Voir le Fichier : KURZLe_dernier_stade_du_capitalisme_d-Etat.pdf

 

Dans cet article publié le 28 septembre 2008, par le quotidien brésilien Folha de Sao Polo, Robert Kurz1, qui participe depuis bientôt trente ans au développement d’une Théorie de la Crise, nous propose une explication de celle que nous vivons aujourd'hui à partir de la « critique de la valeur » dont il est l'un des principaux auteurs en Allemagne. 

 

La crise, quelle crise ? Ainsi claironnaient il n’y a pas si longtemps encore les idéologues libéraux de droite comme de gauche, convaincus qu’ils étaient de l’immortalité du capitalisme. Autant les petites gens et les pauvres que les élites avaient progressivement occulté que non seulement ce type de société a une histoire, mais que cette société est elle-même le produit d’une dynamique aveugle. Ces deux dernières décennies notamment, tous ne voulaient percevoir que des «événements» ponctuels, au sein de formes sociales anhistoriques de l’ontologie capitaliste2. A l’instar de Dorian Gray dans le roman d’Oscar Wilde, ce n’était pas le capitalisme, mais seulement l’image du monde social dont il était la source, qui semblait vieillir et se vêtir des oripeaux de la misère, tandis que la logique de l’argent continuait à briller de la fraîcheur d’une fausse jeunesse. Le «lundi noir» du plus grand crash financier de tous les temps a dévoilé brutalement le vrai visage du Dorian Gray capitaliste. Mais nul ne veut percevoir ces caractéristiques dans cette nouvelle poussée de la crise. La confiance aveugle dans le capitalisme pousse uniquement vers la recherche de coupables. « Les pratiques douteuses » des spéculateurs et la « politique économique anglo-saxonne » sont montrées du doigt comme responsables du désastre. Cette explication simpliste et aux consonances antisémites 3 a déjà été mobilisée régulièrement par le passé. Depuis plus de vingt ans, des vagues de crises financières ont accompagné la mondialisation. Toutes les mesures, en apparence couronnées de succès, prises pour empêcher une «fonte du noyau» du système financier international n’ont fait que le restructurer, sans jamais affronter le véritable problème. L’évolution actuelle fait voler en éclats tous les anciens concepts; la crise ne touche pas seulement le secteur des crédits hypothécaires américains, elle a déclenché une réaction en chaîne qui est loin d’être arrivée à son terme. Les origines, on ne les trouvera pas dans les défauts personnels et les carences morales des acteurs, mais dans le noyau économique du système lui-même.

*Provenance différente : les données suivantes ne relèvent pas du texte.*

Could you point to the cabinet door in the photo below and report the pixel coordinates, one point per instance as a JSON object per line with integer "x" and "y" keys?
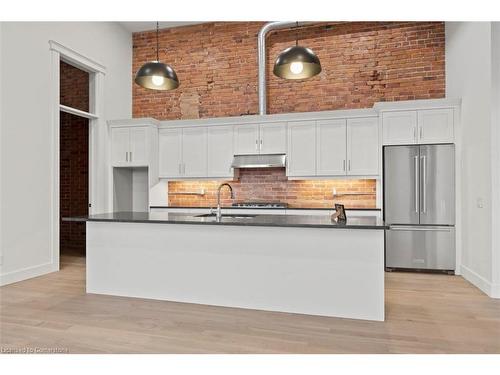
{"x": 220, "y": 151}
{"x": 435, "y": 126}
{"x": 362, "y": 147}
{"x": 139, "y": 146}
{"x": 331, "y": 141}
{"x": 170, "y": 151}
{"x": 399, "y": 128}
{"x": 273, "y": 138}
{"x": 120, "y": 141}
{"x": 194, "y": 152}
{"x": 301, "y": 148}
{"x": 246, "y": 139}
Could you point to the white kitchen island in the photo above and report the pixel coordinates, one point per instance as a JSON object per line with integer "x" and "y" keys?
{"x": 295, "y": 264}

Le capitalisme n’est rien d’autre que la recherche de l’accumulation d’argent comme but en soi. Et la «substance» de cet argent est l’emploi continuellement croissant de la force de travail humaine. Simultanément, la concurrence entraîne une augmentation de la productivité qui rend cette force de travail de plus en plus superflue. En dépit de toutes les crises, cette contradiction interne semblait toujours avoir été dépassée grâce à l’absorption massive de force de travail par de nouvelles industries. Le «miracle économique» d’après 1945 a fait de cette capacité du capitalisme une profession de foi. Depuis les années 1980, la troisième révolution industrielle, celle de la microélectronique, a entraîné un nouveau niveau de rationalisation qui a lui-même entraîné une dévalorisation de la force de travail humaine, à une échelle encore jamais vue. La «substance» même de la valorisation du capital se dissout, sans que de nouveaux secteurs capables de générer une véritable croissance économique n’aient vu le jour. La phase néolibérale n’était rien d’autre que la tentative de gérer de façon répressive la crise sociale découlant de cet état de fait tout en impulsant une croissance «sans substance» du «capital fictif» par l’expansion effrénée du crédit, de l’endettement et des bulles financières sur les marchés financiers et immobiliers.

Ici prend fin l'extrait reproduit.